Esegue alcuni disegni ispirati ai Fiori del male di Baudelaire per una serie di acqueforti di G. P. Berto. Fa ancora in tempo ad allestire una cartella di litografie sul Cristo, impresse da Esposito di Torino, dipinge il manifesto per il convegno della Filef (Federazione italiana lavoratori e famiglie) fondata insieme a Paolo Cinanni, di cui Levi era presidente fin dal ’67. Ai primi di dicembre torna in Basilicata per presentare la cartella del Cristo e viene accolto nei luoghi a lui familiari con un gran seguito di popolo e il caldo abbraccio di tanti amici.
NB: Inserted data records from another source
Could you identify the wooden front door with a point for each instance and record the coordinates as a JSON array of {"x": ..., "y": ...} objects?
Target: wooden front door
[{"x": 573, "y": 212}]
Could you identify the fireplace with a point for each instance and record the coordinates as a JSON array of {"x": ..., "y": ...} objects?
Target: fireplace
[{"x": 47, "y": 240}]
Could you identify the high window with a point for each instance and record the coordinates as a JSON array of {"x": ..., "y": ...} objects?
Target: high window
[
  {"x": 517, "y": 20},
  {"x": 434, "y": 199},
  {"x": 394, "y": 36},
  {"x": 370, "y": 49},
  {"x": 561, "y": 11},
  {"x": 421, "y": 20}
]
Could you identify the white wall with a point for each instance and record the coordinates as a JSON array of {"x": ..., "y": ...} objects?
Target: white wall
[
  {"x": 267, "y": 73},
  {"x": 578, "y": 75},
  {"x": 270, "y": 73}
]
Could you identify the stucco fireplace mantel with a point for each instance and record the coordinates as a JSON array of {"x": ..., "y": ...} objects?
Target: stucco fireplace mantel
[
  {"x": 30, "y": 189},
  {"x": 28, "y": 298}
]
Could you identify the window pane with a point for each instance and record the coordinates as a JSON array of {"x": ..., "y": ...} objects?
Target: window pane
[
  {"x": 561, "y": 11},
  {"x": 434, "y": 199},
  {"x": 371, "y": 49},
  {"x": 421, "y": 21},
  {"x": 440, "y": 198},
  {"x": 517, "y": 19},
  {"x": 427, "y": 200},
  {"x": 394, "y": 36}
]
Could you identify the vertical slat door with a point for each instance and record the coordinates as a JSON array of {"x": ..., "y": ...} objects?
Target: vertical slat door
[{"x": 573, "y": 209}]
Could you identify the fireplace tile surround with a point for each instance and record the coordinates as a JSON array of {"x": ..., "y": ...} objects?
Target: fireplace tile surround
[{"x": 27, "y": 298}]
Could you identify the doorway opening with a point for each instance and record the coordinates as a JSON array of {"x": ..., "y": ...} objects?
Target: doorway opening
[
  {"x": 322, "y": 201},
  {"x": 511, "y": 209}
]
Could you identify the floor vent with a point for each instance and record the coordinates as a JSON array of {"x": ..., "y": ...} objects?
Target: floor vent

Nei suoi ultimi giorni di attività stende la prefazione a Uno si distrae al bivio di Rocco Scotellaro. All’antivigilia di Natale 1974 viene ricoverato al Gemelli di Roma per una broncopolmonite: tornato a casa, muore in seguito a coma diabetico il 4 gennaio del 1975. Sulla sua bara Vitia, accorsa da Vienna, depone un gran fascio di rose. È seppellito nel cimitero di Aliano, in Basilicata, con funerali solenni e grande partecipazione di popolo.